On the journey back, the weary holiday-makers were strangely quiet and subdued after such an exhausting, fun-filled day. The only sound to be heard was the gentle snoring of a few passengers who had dozed off, and the comforting throb of the coach engine. At Adlington, the chara made a last stop at an old coaching inn to allow passengers to empty and re-fill their bladders and to exchange stories of the day’s events. Dad came out of the pub after five minutes.

‘Here y’are lads, a bottle o’ lemonade each and a packet

o’ Smith’s Crisps. Mind you don’t eat the blue paper inside - that’s the salt!’

When they set off again, the short stop seemed to have galvanised the passengers into action and given them a new lease of life, for they began a fresh round of community singing - working their way through their repertoire of‘The Man Who Broke the Bank at Monte Carlo’, ‘Cleaning Windows’ and ‘Leaning on a Lamppost’, and finishing most appropriately with ‘My Little Stick of Blackpool Rock’. The hat was passed round for the driver, and as Mr Sykes handed him his money, the trippers gave him a chorus of ‘For He’s a Jolly Good Fellow’. An hour later, the bus came to a halt outside the Queen’s Arms.

‘Harry and me’ll just go in Capper’s and have one for the road,’ said Dad.

‘Which road?’ asked Mam. ‘You’ve just finished with the road. It’s the road to hell you’re drinking for, if you ask me.’

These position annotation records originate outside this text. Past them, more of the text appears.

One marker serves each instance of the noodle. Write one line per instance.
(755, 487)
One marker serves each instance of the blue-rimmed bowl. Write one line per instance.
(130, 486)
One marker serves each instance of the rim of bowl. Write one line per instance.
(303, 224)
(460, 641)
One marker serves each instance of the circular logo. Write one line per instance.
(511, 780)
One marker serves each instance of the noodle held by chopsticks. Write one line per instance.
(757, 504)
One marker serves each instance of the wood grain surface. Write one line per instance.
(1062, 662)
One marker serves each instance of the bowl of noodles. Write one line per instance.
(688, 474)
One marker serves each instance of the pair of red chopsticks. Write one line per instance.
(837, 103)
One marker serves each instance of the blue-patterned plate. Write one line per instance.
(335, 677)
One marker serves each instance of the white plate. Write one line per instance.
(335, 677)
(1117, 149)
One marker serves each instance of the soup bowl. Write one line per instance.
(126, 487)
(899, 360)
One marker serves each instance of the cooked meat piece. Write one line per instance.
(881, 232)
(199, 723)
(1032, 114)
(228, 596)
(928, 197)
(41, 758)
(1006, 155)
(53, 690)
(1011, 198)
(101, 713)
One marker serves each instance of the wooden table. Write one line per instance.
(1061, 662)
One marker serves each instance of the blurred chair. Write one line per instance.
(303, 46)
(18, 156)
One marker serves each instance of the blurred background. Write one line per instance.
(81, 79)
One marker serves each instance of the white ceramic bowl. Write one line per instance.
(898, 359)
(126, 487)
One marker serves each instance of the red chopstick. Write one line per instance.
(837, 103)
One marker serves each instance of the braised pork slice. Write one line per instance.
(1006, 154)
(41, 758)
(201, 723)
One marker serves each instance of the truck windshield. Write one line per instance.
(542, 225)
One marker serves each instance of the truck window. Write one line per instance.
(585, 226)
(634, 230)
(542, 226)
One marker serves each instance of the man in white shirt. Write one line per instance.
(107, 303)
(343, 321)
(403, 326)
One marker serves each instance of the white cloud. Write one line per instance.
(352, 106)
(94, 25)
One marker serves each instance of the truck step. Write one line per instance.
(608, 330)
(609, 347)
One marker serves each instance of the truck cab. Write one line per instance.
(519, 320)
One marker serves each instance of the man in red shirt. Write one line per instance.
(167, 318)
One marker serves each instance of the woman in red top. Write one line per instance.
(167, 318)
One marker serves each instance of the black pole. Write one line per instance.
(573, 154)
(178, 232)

‘Don’t spoil a nice day, Kate. We’ll be home in ’alf an hour.’

Billy’s red-letter day had almost come to an end. But not quite.

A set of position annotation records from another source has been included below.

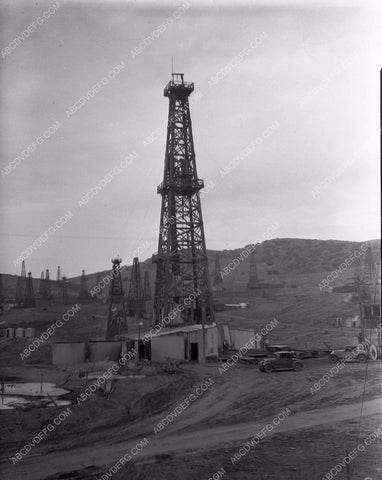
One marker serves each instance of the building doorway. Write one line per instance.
(194, 351)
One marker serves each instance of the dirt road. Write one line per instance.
(99, 454)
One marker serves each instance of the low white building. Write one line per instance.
(184, 343)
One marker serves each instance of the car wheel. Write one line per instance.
(268, 368)
(362, 358)
(297, 366)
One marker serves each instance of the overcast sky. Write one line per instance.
(315, 72)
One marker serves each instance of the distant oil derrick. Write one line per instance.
(217, 285)
(19, 295)
(64, 289)
(182, 264)
(41, 289)
(23, 271)
(147, 287)
(116, 322)
(1, 290)
(370, 269)
(253, 278)
(47, 294)
(29, 300)
(84, 294)
(358, 274)
(23, 279)
(135, 299)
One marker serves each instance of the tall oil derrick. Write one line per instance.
(64, 288)
(116, 322)
(29, 300)
(218, 280)
(135, 300)
(147, 287)
(47, 294)
(84, 294)
(182, 278)
(253, 278)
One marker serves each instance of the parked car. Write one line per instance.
(278, 348)
(358, 353)
(281, 361)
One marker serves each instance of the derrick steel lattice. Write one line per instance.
(253, 278)
(147, 287)
(218, 280)
(64, 287)
(84, 293)
(1, 289)
(135, 300)
(370, 269)
(116, 322)
(182, 278)
(47, 294)
(41, 288)
(29, 300)
(19, 293)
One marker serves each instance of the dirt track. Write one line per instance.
(106, 455)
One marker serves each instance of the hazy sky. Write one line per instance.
(316, 73)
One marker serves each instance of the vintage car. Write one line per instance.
(281, 361)
(360, 353)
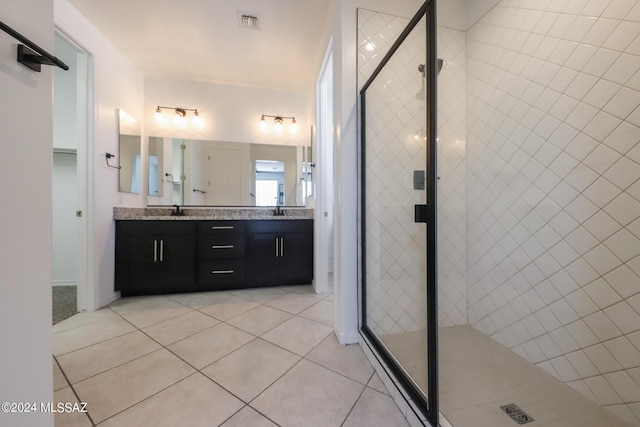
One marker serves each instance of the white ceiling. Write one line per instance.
(202, 39)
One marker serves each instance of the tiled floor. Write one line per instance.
(259, 357)
(478, 375)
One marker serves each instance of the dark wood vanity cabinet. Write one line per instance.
(221, 254)
(154, 257)
(280, 252)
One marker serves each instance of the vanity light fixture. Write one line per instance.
(180, 114)
(278, 122)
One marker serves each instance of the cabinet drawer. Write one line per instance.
(220, 227)
(221, 246)
(155, 227)
(221, 272)
(280, 226)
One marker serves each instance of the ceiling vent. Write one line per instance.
(249, 21)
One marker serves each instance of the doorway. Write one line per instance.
(323, 233)
(70, 181)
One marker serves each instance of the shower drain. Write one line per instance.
(516, 413)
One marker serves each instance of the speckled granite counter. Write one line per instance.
(204, 213)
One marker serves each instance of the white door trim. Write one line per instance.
(86, 290)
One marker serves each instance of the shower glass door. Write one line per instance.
(397, 196)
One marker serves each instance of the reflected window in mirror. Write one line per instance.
(129, 149)
(218, 173)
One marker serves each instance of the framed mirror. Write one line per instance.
(217, 173)
(129, 154)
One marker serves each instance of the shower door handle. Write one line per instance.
(420, 213)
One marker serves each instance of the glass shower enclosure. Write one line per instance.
(398, 210)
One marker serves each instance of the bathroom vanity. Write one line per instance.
(209, 249)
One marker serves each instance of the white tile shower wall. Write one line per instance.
(376, 33)
(452, 236)
(553, 190)
(396, 288)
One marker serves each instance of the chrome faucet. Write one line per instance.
(177, 212)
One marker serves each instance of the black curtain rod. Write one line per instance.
(26, 57)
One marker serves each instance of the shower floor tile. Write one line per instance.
(478, 376)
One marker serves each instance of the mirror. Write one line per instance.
(216, 173)
(129, 146)
(155, 161)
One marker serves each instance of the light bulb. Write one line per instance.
(197, 121)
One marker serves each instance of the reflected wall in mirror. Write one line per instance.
(129, 146)
(217, 173)
(155, 161)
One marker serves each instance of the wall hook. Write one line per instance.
(109, 156)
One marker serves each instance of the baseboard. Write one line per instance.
(65, 283)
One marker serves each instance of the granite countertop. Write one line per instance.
(209, 213)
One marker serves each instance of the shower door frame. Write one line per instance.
(429, 406)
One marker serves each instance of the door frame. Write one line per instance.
(429, 406)
(323, 174)
(85, 115)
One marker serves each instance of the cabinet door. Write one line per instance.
(262, 260)
(178, 262)
(144, 272)
(296, 262)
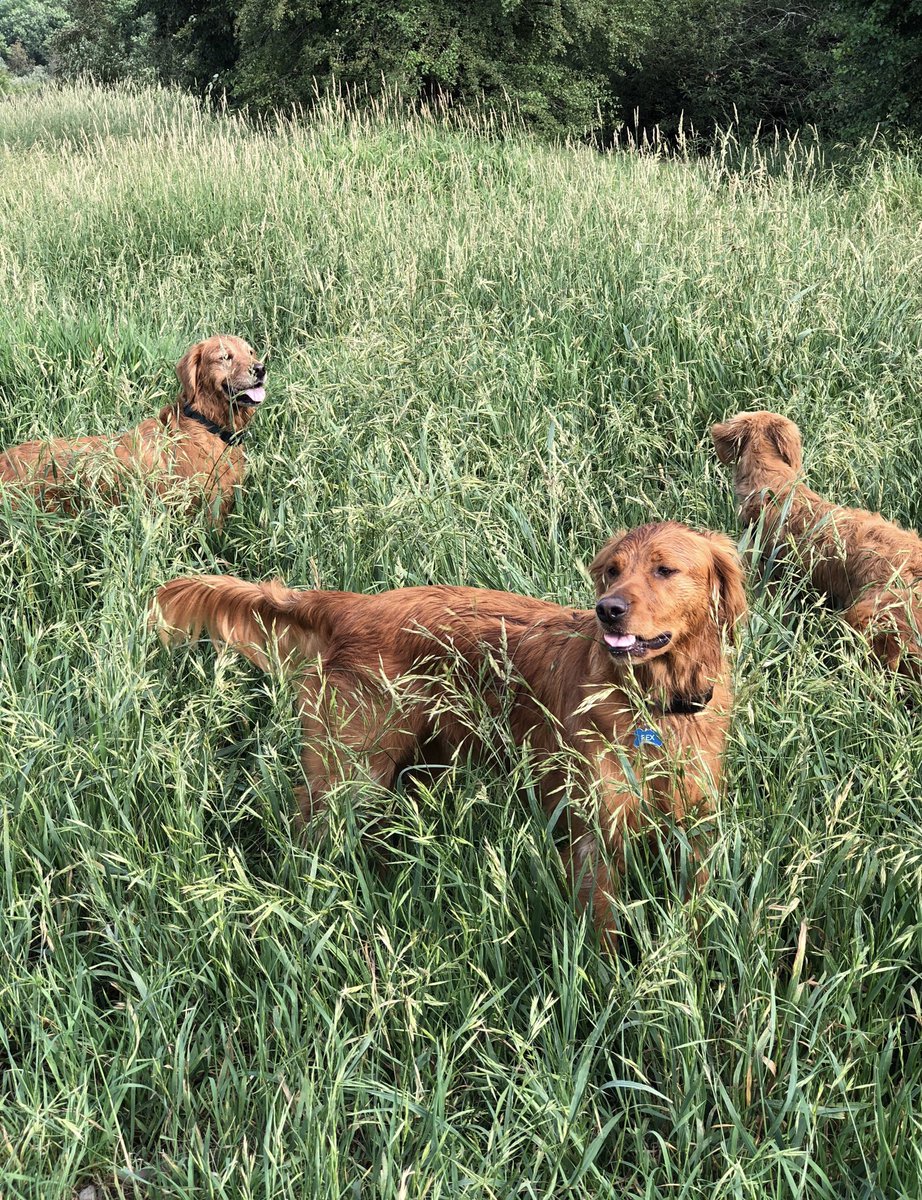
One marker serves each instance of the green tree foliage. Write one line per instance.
(107, 39)
(878, 54)
(30, 24)
(564, 65)
(713, 61)
(550, 60)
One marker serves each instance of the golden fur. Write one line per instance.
(575, 685)
(862, 563)
(166, 451)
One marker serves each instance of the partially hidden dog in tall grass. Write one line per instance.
(192, 448)
(624, 707)
(863, 564)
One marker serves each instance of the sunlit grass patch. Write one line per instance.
(484, 357)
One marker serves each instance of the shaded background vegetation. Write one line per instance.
(567, 66)
(484, 355)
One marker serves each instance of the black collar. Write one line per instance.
(687, 706)
(228, 437)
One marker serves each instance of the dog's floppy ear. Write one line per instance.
(187, 370)
(599, 564)
(731, 606)
(785, 438)
(728, 437)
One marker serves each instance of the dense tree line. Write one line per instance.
(568, 66)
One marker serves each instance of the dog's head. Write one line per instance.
(758, 439)
(223, 379)
(669, 594)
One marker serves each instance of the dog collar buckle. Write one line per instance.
(229, 438)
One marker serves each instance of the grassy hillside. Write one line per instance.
(484, 357)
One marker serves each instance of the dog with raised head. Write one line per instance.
(862, 563)
(193, 445)
(624, 707)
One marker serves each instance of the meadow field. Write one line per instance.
(485, 354)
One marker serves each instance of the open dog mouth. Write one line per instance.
(629, 643)
(255, 395)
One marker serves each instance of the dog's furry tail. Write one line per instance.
(256, 619)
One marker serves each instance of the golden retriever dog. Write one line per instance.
(624, 706)
(866, 565)
(195, 442)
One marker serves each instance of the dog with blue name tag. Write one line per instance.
(623, 707)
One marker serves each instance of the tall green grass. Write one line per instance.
(484, 357)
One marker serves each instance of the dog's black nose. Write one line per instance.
(612, 609)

When they got back into the house, there, leaning up against the tea-caddy on the mantelpiece, was an officiallooking letter. Mam didn’t like receiving typewritten letters, and it was with a worried frown that she sat down in her rocking chair to read it. She hadn’t got very far when she burst into tears.

‘It’s about Damian College,’ she said.

‘I’ve failed me scholarship,’ Billy said. ‘I just knew it.’

‘But you haven’t,’ she said. ‘That’s just it. You start at the college on Monday the fourth of September!’

‘Oh Mam,’ exclaimed Billy. ‘I can’t believe it. Me at

Damian College! But what will Dad say when he finds out? He won’t like it.’

‘You leave your father to me,’ said Mam. ‘I know how to keep him quiet.’

‘I must run and tell Henery!’ said Billy. ‘It’s only half past nine; they’ll still be up.’

‘Henery, I’ve passed! I’ve passed!’ he called excitedly when Henry opened his front door. ‘What about you?’

But one look at Henry’s face gave him his answer. A bit like Miss Eager’s when Stan White had answered in religious inspection.

‘I didn’t make it, Billy,’ he said simply. ‘We’ve had a letter and all. So it’s St Chad’s for me and Damian for you.’

‘It’s all right, Henery. Just ’cos we go to different schools doesn’t mean we can’t still knock around together.’

‘Dead right,’ Henry replied.

But somehow they didn’t believe each other.